A bigger problem is the collapsing price of oil to around $60 per barrel in anticipation of a global economic slowdown that threatens to idle a growing number of unprofitable oil wells.
“These prices are lower than the minimum level they need to make drilling new wells profitable, according to their responses to a Dallas Federal Reserve survey,” says Gordan.
Access to rare earth metals is going to be a bigger problem. China has already imposed new export controls on rare earths such as dysprosium and yttrium, which are used by the US defence industry in radar devices and jet engine coatings. The US has stockpiles of these metals, but the Defence Department says they are only enough to supply “less than 10% of essential civilian demand shortfalls” during a national emergency.
China has also slapped export restrictions on finished products that contain REMs, including permanent magnets, which are critical for clean energy manufacturers, as they are used to generate power in wind turbines. China accounts for 87% of global refined rare earth production, whereas the United States is just starting efforts to build up a domestic “mine-to-magnet” supply chain.
Strategically, Gordan warns that China is positioning itself as the dominant force in 21st-century clean technology. By consolidating control over critical mineral supply chains and key manufacturing capabilities, China gains geopolitical leverage, which could be used to apply pressure on trade partners. This influence is further bolstered by China's demonstrable readiness to curtail exports of indispensable materials in response to external policy decisions.
To mitigate these vulnerabilities, Gordan advocates a robust US industrial policy centred on technological innovation and strategic cooperation. He urges American policymakers to invest in emerging technologies not yet monopolised by dominant suppliers, calling for expanded research funding and international alliances that would diversify sources of critical components.

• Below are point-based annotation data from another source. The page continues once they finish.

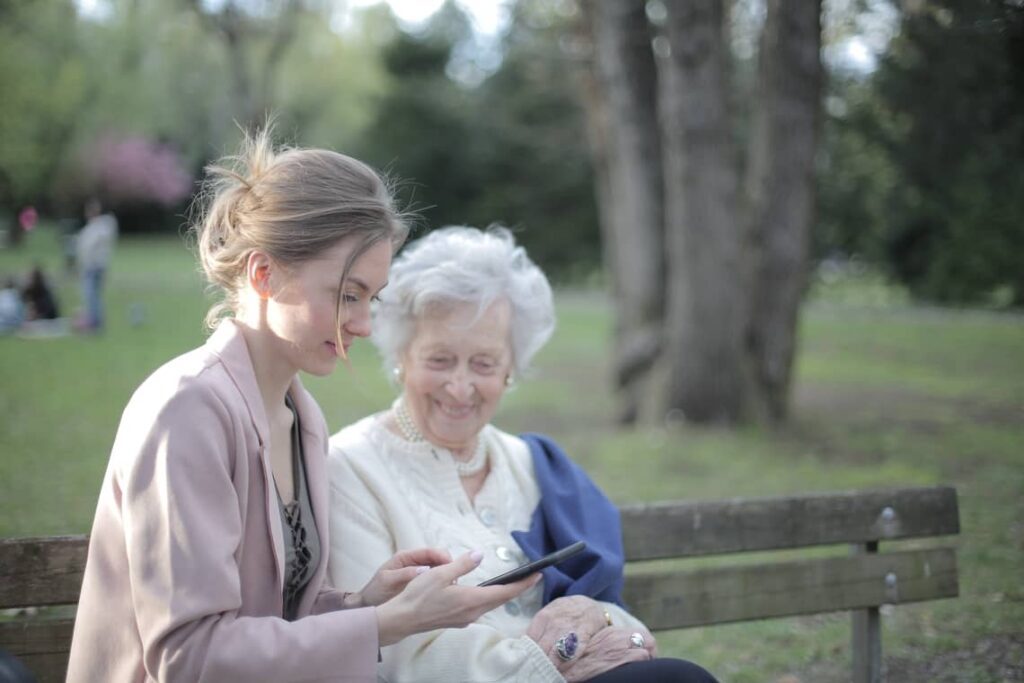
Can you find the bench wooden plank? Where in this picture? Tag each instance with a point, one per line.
(692, 528)
(41, 644)
(676, 599)
(41, 571)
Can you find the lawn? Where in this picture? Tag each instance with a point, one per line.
(886, 394)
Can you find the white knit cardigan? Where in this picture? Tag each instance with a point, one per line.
(389, 495)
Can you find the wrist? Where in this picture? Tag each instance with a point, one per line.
(353, 600)
(391, 625)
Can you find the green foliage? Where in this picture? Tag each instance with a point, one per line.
(885, 395)
(508, 151)
(925, 171)
(44, 84)
(161, 71)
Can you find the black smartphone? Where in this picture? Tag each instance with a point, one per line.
(524, 570)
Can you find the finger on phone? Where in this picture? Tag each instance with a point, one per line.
(515, 588)
(424, 557)
(460, 566)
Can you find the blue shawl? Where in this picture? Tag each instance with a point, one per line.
(571, 509)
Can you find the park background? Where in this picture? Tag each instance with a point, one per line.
(907, 360)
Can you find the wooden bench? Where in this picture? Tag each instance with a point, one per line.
(48, 571)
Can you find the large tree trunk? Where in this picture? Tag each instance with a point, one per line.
(781, 193)
(707, 310)
(622, 95)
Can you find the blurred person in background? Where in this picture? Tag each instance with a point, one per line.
(94, 248)
(207, 560)
(460, 322)
(11, 308)
(40, 302)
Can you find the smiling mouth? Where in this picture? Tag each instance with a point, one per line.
(455, 413)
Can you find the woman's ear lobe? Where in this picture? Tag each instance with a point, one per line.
(258, 273)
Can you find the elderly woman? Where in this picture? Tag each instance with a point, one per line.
(460, 322)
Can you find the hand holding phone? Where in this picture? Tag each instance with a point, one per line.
(528, 568)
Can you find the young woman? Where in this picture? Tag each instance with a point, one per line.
(209, 549)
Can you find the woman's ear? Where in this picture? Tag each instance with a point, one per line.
(258, 270)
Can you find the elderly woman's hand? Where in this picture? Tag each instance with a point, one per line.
(597, 646)
(394, 574)
(574, 613)
(608, 648)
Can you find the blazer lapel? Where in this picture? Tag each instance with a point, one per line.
(228, 343)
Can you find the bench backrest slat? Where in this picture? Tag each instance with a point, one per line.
(48, 571)
(701, 597)
(41, 571)
(687, 529)
(42, 645)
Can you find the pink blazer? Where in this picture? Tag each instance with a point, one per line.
(184, 573)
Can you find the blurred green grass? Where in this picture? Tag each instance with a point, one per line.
(886, 394)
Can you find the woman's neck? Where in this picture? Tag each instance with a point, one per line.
(273, 377)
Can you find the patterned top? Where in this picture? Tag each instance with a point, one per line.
(302, 551)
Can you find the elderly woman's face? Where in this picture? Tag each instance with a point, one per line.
(455, 370)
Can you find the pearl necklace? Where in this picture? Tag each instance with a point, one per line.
(410, 432)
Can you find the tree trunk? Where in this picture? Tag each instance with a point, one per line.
(623, 121)
(707, 308)
(780, 193)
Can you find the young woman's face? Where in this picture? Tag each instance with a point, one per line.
(303, 312)
(455, 372)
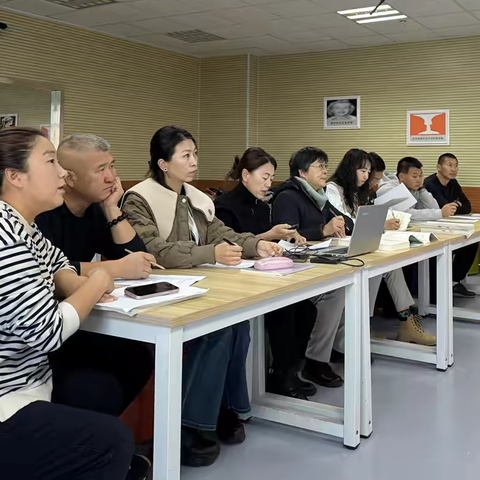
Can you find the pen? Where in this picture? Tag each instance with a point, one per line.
(156, 265)
(226, 240)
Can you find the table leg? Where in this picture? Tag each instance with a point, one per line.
(258, 347)
(366, 413)
(444, 307)
(423, 287)
(448, 256)
(351, 406)
(168, 404)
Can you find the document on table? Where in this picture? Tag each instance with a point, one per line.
(292, 248)
(131, 306)
(242, 265)
(178, 280)
(399, 197)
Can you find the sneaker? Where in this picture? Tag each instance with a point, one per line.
(337, 357)
(411, 331)
(459, 290)
(139, 468)
(289, 385)
(321, 374)
(197, 449)
(230, 429)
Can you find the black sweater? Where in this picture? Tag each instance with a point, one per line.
(80, 238)
(451, 193)
(243, 212)
(293, 205)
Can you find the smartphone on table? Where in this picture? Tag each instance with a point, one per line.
(152, 290)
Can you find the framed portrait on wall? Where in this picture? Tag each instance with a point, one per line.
(8, 120)
(428, 127)
(341, 112)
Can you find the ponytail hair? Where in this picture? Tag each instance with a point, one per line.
(253, 158)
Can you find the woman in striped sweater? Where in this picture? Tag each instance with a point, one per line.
(38, 439)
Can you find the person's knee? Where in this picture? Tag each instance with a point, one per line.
(116, 437)
(242, 331)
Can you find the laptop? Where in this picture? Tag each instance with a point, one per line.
(367, 233)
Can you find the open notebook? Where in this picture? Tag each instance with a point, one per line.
(131, 307)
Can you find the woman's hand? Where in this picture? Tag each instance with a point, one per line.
(335, 227)
(281, 232)
(229, 255)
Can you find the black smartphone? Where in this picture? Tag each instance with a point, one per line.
(151, 290)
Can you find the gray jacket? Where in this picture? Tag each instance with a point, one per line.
(426, 207)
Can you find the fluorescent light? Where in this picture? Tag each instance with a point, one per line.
(371, 15)
(364, 10)
(382, 19)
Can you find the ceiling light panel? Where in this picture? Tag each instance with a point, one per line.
(372, 14)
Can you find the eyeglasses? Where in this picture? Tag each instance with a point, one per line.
(320, 166)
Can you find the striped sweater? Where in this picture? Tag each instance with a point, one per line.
(32, 322)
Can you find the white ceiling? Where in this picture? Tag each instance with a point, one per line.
(264, 27)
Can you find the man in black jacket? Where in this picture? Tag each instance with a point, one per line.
(445, 188)
(302, 200)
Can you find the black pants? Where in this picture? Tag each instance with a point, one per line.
(463, 259)
(77, 436)
(99, 373)
(289, 330)
(45, 441)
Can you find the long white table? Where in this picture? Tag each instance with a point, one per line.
(235, 297)
(169, 327)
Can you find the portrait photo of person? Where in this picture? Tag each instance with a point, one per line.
(342, 112)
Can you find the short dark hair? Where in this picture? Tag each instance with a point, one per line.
(303, 158)
(444, 156)
(377, 162)
(253, 158)
(405, 164)
(16, 145)
(162, 147)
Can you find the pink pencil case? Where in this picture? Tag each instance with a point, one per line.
(274, 263)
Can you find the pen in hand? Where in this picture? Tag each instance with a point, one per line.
(155, 265)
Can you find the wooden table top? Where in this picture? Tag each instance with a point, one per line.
(231, 289)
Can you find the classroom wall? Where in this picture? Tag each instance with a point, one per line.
(391, 80)
(32, 106)
(223, 114)
(115, 88)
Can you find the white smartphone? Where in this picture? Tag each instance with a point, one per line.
(151, 290)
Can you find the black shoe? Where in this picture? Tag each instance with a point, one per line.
(197, 449)
(289, 385)
(230, 429)
(321, 374)
(459, 290)
(337, 357)
(139, 468)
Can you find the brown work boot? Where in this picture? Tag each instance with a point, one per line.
(411, 331)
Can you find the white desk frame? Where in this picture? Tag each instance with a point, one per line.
(168, 371)
(434, 355)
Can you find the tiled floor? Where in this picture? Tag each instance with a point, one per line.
(426, 426)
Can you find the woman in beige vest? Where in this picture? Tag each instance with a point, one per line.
(178, 225)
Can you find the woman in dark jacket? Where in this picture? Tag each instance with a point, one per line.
(289, 328)
(302, 200)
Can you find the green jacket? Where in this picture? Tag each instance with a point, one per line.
(160, 217)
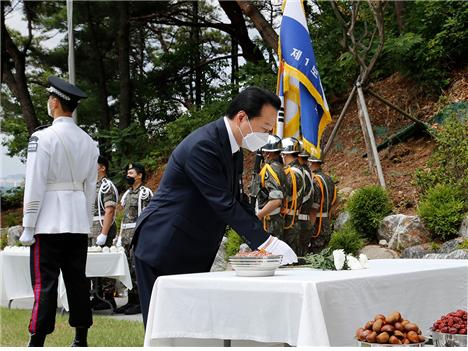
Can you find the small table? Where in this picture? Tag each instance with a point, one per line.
(302, 306)
(15, 277)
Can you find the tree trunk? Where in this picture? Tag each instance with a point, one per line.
(124, 65)
(195, 34)
(105, 116)
(17, 82)
(239, 29)
(264, 28)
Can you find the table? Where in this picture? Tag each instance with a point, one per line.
(15, 278)
(301, 306)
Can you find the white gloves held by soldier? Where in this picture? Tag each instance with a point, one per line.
(101, 239)
(27, 238)
(278, 247)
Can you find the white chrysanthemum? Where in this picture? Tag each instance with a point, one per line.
(339, 259)
(363, 260)
(353, 262)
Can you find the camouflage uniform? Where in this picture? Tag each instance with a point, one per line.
(103, 286)
(321, 239)
(271, 190)
(292, 225)
(130, 205)
(304, 218)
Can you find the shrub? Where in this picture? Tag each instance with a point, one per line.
(348, 239)
(441, 210)
(367, 207)
(233, 243)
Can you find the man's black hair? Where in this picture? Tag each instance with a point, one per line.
(251, 100)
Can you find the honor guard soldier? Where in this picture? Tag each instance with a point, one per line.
(272, 188)
(103, 232)
(324, 200)
(295, 185)
(60, 188)
(133, 201)
(304, 215)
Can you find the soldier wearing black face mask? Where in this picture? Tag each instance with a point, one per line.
(133, 201)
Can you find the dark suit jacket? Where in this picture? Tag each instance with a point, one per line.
(181, 229)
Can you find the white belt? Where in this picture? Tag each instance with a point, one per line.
(128, 225)
(70, 186)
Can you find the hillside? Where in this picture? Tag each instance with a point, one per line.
(345, 161)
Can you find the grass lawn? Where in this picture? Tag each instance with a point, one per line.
(104, 332)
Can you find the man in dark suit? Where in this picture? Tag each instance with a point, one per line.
(201, 192)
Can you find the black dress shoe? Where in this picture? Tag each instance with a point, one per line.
(134, 309)
(81, 338)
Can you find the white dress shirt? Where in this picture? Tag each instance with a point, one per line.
(60, 185)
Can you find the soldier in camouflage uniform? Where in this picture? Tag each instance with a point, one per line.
(324, 200)
(295, 194)
(135, 199)
(104, 225)
(304, 215)
(272, 188)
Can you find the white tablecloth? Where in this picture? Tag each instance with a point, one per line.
(15, 278)
(301, 307)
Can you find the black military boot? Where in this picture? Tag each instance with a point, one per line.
(36, 340)
(81, 338)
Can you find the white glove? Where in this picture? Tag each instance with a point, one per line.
(101, 239)
(118, 241)
(27, 238)
(278, 247)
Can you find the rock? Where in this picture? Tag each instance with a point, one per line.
(341, 220)
(220, 263)
(417, 251)
(14, 234)
(403, 231)
(383, 242)
(454, 255)
(463, 231)
(375, 251)
(451, 245)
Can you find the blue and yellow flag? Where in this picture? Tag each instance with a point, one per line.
(306, 111)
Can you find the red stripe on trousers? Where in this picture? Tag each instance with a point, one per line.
(37, 286)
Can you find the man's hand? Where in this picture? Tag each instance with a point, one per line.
(27, 238)
(101, 239)
(278, 247)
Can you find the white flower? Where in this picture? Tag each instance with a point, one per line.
(339, 258)
(353, 262)
(363, 261)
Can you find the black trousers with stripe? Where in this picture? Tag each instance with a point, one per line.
(50, 254)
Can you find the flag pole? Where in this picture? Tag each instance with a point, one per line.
(71, 49)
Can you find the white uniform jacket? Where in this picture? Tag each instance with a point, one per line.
(60, 185)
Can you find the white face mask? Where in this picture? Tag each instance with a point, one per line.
(49, 110)
(254, 140)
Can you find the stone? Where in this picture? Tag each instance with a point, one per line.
(402, 231)
(14, 234)
(451, 245)
(383, 242)
(375, 252)
(220, 262)
(463, 231)
(341, 220)
(417, 251)
(454, 255)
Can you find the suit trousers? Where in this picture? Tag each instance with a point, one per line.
(50, 254)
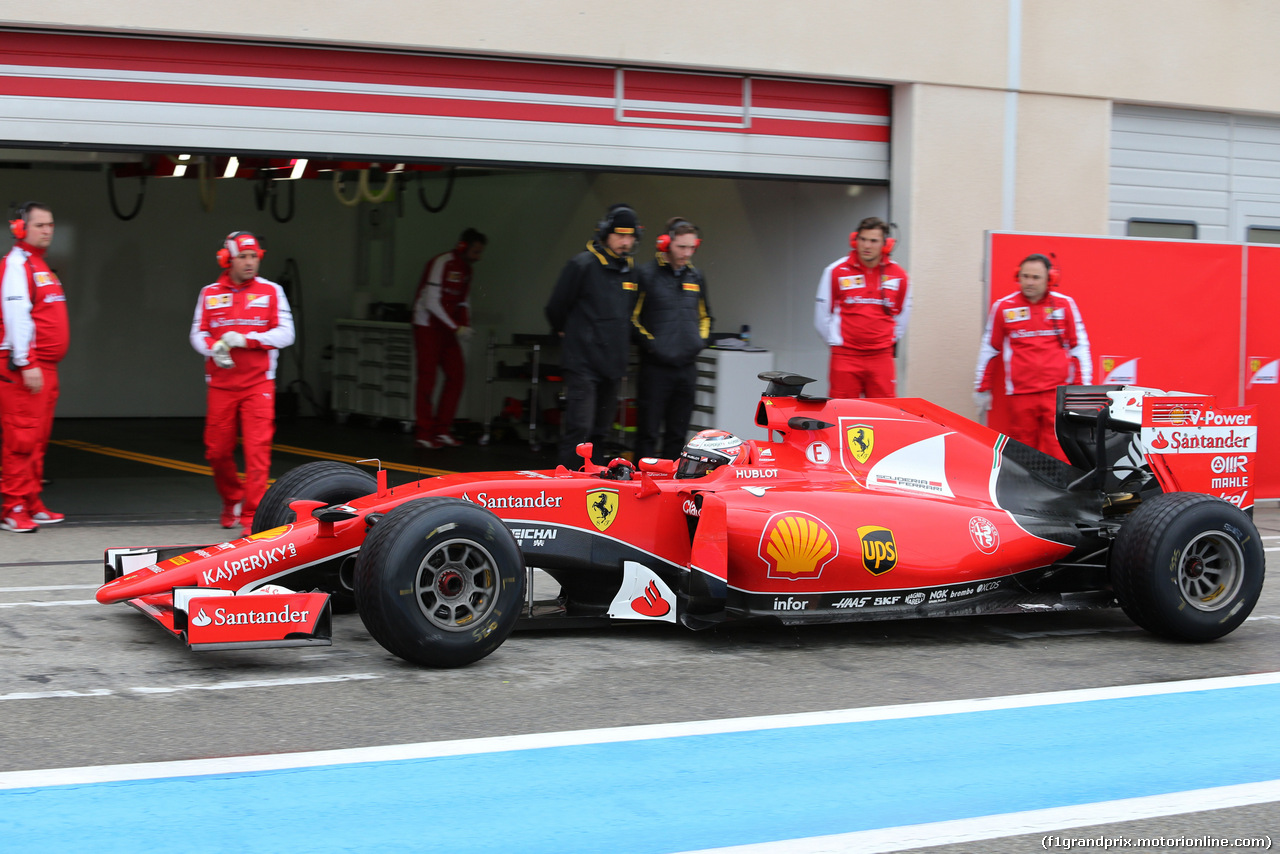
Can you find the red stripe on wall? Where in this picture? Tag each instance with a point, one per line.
(826, 97)
(160, 58)
(301, 63)
(306, 100)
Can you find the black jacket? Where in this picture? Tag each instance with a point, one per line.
(672, 315)
(592, 305)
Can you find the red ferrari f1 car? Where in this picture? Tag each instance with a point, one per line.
(851, 510)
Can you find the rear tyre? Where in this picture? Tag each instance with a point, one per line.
(333, 483)
(1188, 566)
(439, 581)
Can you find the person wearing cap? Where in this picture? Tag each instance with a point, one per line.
(863, 304)
(33, 338)
(590, 309)
(1040, 337)
(442, 319)
(673, 324)
(241, 323)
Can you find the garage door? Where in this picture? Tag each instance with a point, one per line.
(152, 94)
(1219, 170)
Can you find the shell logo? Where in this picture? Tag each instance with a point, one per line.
(796, 546)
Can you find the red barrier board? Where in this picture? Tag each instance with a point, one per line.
(1169, 315)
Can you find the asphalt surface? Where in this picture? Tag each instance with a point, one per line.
(86, 685)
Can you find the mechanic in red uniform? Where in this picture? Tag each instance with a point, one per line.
(241, 324)
(1041, 341)
(863, 305)
(442, 318)
(33, 337)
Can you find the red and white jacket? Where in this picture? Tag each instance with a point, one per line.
(1042, 345)
(259, 310)
(859, 309)
(442, 295)
(33, 325)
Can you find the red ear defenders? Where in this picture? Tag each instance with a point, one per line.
(18, 224)
(224, 255)
(1050, 261)
(888, 243)
(663, 241)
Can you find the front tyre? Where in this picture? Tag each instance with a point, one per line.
(333, 483)
(1188, 566)
(439, 581)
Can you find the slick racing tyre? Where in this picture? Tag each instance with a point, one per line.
(1188, 566)
(439, 581)
(333, 483)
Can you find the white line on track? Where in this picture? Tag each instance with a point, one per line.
(232, 685)
(609, 735)
(257, 683)
(1037, 821)
(55, 587)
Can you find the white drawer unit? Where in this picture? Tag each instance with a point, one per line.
(374, 370)
(728, 391)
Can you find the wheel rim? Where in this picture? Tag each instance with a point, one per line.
(1211, 571)
(457, 585)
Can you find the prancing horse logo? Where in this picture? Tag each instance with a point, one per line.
(862, 439)
(602, 507)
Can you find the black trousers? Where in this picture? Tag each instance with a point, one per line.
(664, 403)
(590, 406)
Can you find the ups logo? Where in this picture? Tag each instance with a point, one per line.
(880, 551)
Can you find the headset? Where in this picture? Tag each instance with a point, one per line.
(224, 255)
(1050, 263)
(890, 242)
(663, 241)
(18, 224)
(606, 225)
(469, 237)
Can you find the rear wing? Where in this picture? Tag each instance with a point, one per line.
(1125, 435)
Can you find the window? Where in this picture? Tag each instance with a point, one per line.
(1179, 229)
(1262, 234)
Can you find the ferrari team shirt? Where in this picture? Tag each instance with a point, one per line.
(1041, 345)
(862, 309)
(442, 295)
(259, 310)
(33, 325)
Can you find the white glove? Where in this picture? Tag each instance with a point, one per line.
(223, 355)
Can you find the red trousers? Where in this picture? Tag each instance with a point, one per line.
(437, 347)
(1031, 421)
(865, 374)
(251, 414)
(26, 421)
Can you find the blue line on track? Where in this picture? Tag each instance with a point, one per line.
(685, 793)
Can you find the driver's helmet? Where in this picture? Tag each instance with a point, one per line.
(709, 450)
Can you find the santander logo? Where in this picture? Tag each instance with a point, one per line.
(650, 604)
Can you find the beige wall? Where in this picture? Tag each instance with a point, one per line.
(951, 150)
(952, 161)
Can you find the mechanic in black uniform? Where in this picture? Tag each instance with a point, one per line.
(590, 309)
(673, 323)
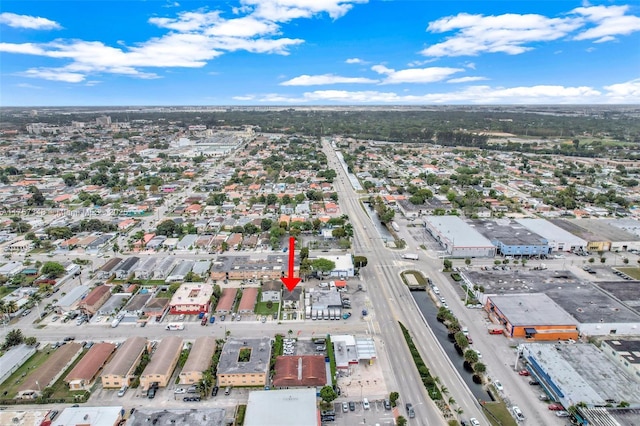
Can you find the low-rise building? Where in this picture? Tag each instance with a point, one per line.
(163, 362)
(84, 373)
(300, 371)
(191, 299)
(119, 371)
(244, 362)
(199, 360)
(95, 299)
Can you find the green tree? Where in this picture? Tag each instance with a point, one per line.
(13, 338)
(323, 265)
(328, 394)
(53, 269)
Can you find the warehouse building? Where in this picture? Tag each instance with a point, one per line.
(512, 239)
(600, 234)
(557, 238)
(199, 360)
(458, 238)
(244, 362)
(533, 316)
(579, 373)
(289, 407)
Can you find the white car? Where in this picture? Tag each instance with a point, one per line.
(365, 404)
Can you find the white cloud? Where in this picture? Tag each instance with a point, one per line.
(609, 22)
(414, 75)
(317, 80)
(624, 92)
(54, 75)
(508, 33)
(466, 79)
(287, 10)
(474, 94)
(193, 39)
(28, 22)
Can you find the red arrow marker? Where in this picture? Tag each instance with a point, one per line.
(291, 282)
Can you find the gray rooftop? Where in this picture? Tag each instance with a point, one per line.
(582, 373)
(288, 407)
(457, 231)
(508, 232)
(532, 309)
(258, 362)
(595, 230)
(551, 232)
(172, 417)
(583, 300)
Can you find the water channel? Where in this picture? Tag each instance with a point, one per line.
(429, 311)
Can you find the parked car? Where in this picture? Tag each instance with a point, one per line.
(410, 412)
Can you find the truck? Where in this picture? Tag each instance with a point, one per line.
(174, 326)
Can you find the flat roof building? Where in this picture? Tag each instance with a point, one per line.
(300, 371)
(244, 362)
(557, 238)
(191, 299)
(199, 360)
(457, 237)
(119, 371)
(84, 373)
(287, 407)
(163, 362)
(579, 373)
(532, 316)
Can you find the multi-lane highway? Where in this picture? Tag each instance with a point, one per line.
(392, 302)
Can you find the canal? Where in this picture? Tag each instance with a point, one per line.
(429, 311)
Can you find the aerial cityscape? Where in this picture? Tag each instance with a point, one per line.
(315, 213)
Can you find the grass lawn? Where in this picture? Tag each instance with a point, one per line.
(261, 308)
(14, 381)
(632, 272)
(418, 276)
(498, 414)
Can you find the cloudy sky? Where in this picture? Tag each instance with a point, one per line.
(318, 52)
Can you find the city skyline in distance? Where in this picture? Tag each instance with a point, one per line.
(330, 52)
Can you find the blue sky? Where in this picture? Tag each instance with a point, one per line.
(318, 52)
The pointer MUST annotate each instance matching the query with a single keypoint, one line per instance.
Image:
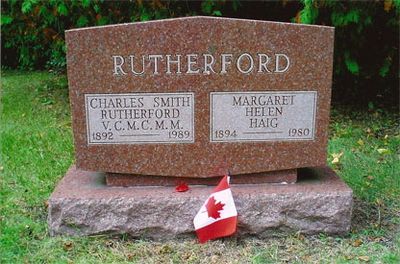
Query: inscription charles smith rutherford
(199, 90)
(168, 118)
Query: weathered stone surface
(92, 54)
(118, 179)
(83, 205)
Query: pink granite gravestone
(188, 99)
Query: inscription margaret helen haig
(262, 116)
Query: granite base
(127, 180)
(82, 204)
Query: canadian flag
(218, 216)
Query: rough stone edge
(160, 216)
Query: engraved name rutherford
(206, 64)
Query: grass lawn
(36, 150)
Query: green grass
(36, 150)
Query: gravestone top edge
(192, 18)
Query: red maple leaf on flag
(213, 208)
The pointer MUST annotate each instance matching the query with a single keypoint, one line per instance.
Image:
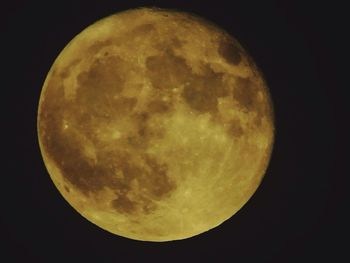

In the short term the trade war will be good for the environment, reducing emissions as global economic activity slows.
“The economic chaos likely will lead to a short-term fall in emissions. That’s because a recession and trade war mean fewer ships on the move, fewer drivers on the roads, less cement and steel going into the ground. Falling prices for oil, gas and coal in recent weeks are a sign that humans may burn less of them this year than previously expected,” says Gordan. “What’s bad for the US shale patch is also bad for many oil producers all over the world, from Nigeria to Russia.”
However, the impact from this slowdown is expected to be modest. Experts estimate the reduction in CO₂ emissions will be of the order of the 5% fall seen during the coronavirus pandemic in 2020. And that fall was short-lived as emissions jumped back to new all-time highs after the lockdown was over in 2021.